Pendekar Panji Sakti Karya Khu Lung di http://ceritasilat-novel.blogspot.com by Saiful Bahri Situbondo

   
"Benar ayah,"

   Kembali sahut putra Lui-pian sambil menggigit bibir.

   Tiba-tiba Lui-pian Lojin mendongakkan kepala dan tertawa seram.

   "Hahaha, bagus, Lui Siau-tiau wahai Lui Siau-tiau, tidak kusangka kau memang benar-benar seorang lelaki romantis sejati, aku sungguh merasa kagum kepadamu."

   Un Tay-tay dapat menangkap rasa gusar yang luar biasa di balik gelak tawa seram kakek itu, Lui Siau-tiau, putra Lui-pian itu tertunduk semakin rendah, dia makin tidak berani bicara.

   Mendadak Lui-pian Lojin berhenti tertawa, bentaknya.

   "Cepat berlutut!"

   Lui Siau-tiau tidak berani membantah, cepat dia berlutut.

   Terpaksa Liong Kian-sik ikut menemaninya.

   Sambil menuding ke arah Un Tay-tay, kembali Lui-pian Lojin berseru.

   "Sudah kau lihat dia?"

   "Sudah, ananda sedang keheranan...."

   "Apa yang kau herankan?
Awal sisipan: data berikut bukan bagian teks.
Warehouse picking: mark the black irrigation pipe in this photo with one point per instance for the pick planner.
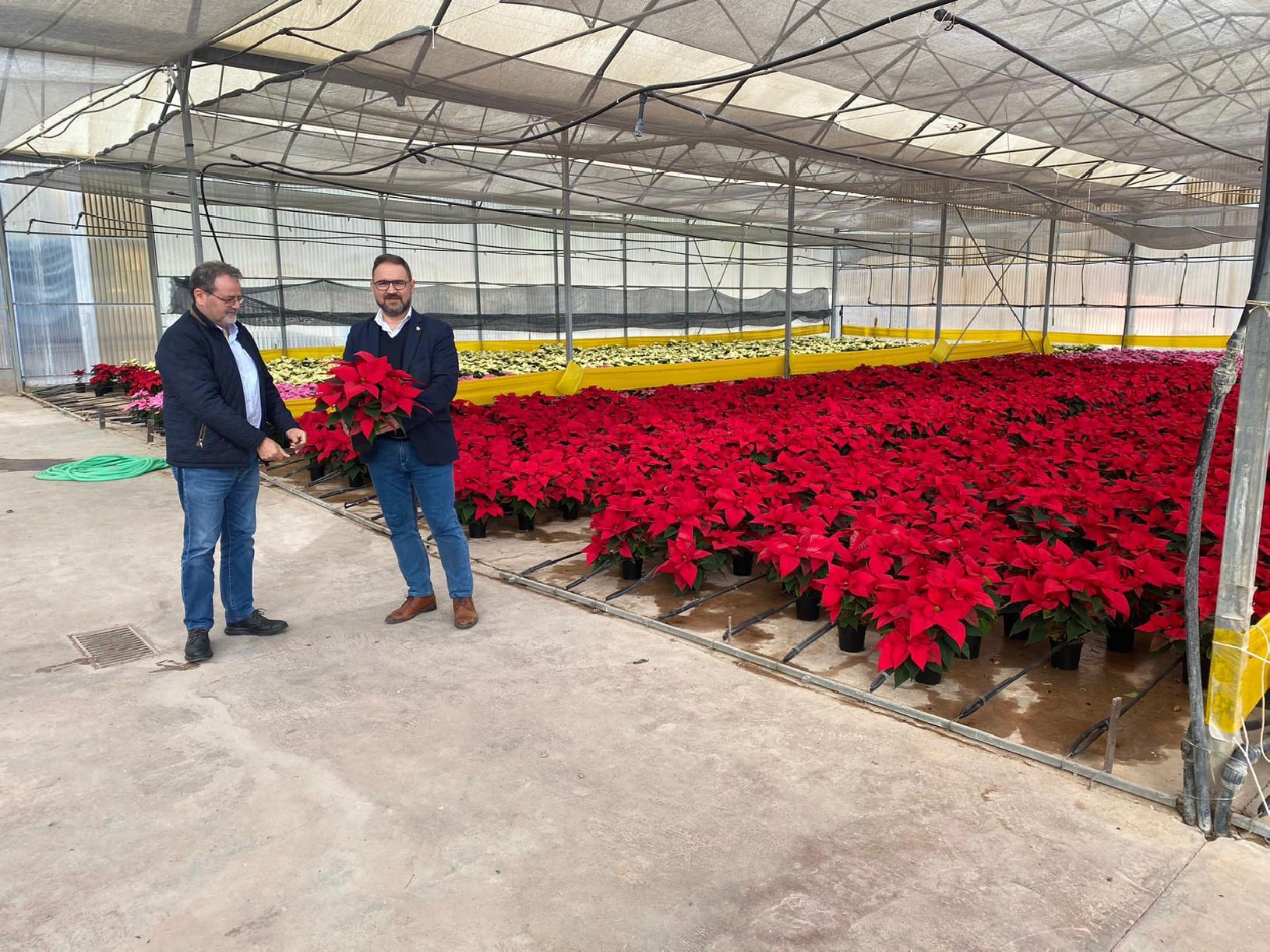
(697, 602)
(340, 492)
(635, 584)
(592, 574)
(760, 617)
(552, 561)
(323, 479)
(806, 643)
(1082, 742)
(975, 705)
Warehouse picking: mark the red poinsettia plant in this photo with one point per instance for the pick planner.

Ingat, dia adalah binimu, sejak hari ini kau tidak boleh memikirkan dia lagi, kecuali dia ini, siapa pun tidak boleh kau pikirkan lagi!"
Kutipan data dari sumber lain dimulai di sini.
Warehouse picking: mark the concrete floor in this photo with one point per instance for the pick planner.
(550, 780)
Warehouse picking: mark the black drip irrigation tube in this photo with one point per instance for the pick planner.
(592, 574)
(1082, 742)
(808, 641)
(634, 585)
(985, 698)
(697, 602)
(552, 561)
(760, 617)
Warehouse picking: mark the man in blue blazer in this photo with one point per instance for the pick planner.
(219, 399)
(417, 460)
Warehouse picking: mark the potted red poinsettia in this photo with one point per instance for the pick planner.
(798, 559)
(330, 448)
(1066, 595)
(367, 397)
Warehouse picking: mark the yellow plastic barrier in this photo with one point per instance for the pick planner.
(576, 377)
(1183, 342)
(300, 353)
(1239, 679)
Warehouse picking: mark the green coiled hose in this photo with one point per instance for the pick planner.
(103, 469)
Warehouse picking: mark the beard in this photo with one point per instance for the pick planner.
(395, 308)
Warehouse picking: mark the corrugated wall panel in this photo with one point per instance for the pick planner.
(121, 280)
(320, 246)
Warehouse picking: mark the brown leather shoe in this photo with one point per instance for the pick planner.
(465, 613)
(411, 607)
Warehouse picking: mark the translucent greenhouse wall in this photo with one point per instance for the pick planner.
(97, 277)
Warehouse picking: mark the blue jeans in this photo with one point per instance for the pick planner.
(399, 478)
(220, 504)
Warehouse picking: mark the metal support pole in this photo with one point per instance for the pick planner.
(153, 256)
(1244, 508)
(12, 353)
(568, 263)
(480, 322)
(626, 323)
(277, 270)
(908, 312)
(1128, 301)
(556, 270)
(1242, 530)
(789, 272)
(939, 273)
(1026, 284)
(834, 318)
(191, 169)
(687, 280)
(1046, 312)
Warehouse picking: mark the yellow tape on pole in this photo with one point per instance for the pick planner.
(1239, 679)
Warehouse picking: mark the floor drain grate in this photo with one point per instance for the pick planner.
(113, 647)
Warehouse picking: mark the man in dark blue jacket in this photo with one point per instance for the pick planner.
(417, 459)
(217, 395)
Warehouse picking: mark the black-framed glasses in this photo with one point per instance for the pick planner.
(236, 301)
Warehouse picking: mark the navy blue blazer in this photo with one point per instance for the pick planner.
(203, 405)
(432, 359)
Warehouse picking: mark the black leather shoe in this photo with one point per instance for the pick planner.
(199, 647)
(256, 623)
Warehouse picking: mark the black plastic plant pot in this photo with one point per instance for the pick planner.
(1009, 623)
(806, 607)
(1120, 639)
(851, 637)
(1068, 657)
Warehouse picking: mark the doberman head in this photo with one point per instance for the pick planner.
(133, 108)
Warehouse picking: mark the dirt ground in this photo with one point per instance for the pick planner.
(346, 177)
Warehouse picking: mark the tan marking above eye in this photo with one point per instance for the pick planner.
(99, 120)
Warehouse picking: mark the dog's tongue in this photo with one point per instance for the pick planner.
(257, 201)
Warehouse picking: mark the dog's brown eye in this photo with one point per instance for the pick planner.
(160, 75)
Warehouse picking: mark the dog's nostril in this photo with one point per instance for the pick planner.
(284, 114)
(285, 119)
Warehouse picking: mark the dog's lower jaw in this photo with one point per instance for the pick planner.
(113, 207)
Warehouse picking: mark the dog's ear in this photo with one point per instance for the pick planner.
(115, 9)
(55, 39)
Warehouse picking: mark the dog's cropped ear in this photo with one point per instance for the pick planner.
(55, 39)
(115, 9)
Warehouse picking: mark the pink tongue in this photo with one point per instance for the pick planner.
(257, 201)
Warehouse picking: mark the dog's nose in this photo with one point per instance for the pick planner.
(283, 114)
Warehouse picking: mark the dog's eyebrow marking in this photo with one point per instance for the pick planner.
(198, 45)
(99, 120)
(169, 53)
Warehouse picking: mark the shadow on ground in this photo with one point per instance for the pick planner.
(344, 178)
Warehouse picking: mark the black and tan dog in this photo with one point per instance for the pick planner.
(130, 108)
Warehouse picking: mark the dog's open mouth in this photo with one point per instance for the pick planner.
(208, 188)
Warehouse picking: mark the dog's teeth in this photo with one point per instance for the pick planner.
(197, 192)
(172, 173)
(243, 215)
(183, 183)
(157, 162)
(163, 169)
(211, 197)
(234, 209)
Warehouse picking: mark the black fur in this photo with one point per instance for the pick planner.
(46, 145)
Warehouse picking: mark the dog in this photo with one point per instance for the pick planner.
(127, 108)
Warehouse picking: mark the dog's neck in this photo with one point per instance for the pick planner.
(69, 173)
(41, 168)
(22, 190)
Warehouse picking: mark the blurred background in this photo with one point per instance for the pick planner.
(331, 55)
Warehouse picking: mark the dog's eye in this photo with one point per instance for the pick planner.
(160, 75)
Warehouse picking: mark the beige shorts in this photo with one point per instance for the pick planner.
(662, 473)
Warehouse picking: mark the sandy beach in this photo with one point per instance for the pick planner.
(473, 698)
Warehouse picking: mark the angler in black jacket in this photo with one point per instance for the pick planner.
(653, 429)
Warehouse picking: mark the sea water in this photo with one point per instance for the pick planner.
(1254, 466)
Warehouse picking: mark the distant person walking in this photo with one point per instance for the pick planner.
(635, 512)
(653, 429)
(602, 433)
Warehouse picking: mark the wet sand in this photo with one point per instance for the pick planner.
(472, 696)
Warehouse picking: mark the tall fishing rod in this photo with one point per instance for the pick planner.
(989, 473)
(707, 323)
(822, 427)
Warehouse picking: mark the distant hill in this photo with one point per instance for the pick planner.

   Berubah hebat paras muka Lui Siau-tiau, serunya.

   "Tapi dia... dia adalah...."

   "Apa?"

   Tukas Lui-pian Lojin gusar.

   "kau tidak usah mencampuri urusan lain, cepat berdiri dan ikut aku, berani membantah sepatah kata saja, akan kupatahkan kakimu!"

   Habis berkata dia segera membalikkan tubuh dan beranjak pergi dengan langkah lebar.

   Lui Siau-tiau masih berlutut, dia seperti ingin mengucapkan sesuatu, tapi dengan cepat Un Tay-tay menarik bajunya sambil mengerling sekejap memberi tanda, Lui Siau-tiau tertegun, namun akhirnya dia bangkit berdiri.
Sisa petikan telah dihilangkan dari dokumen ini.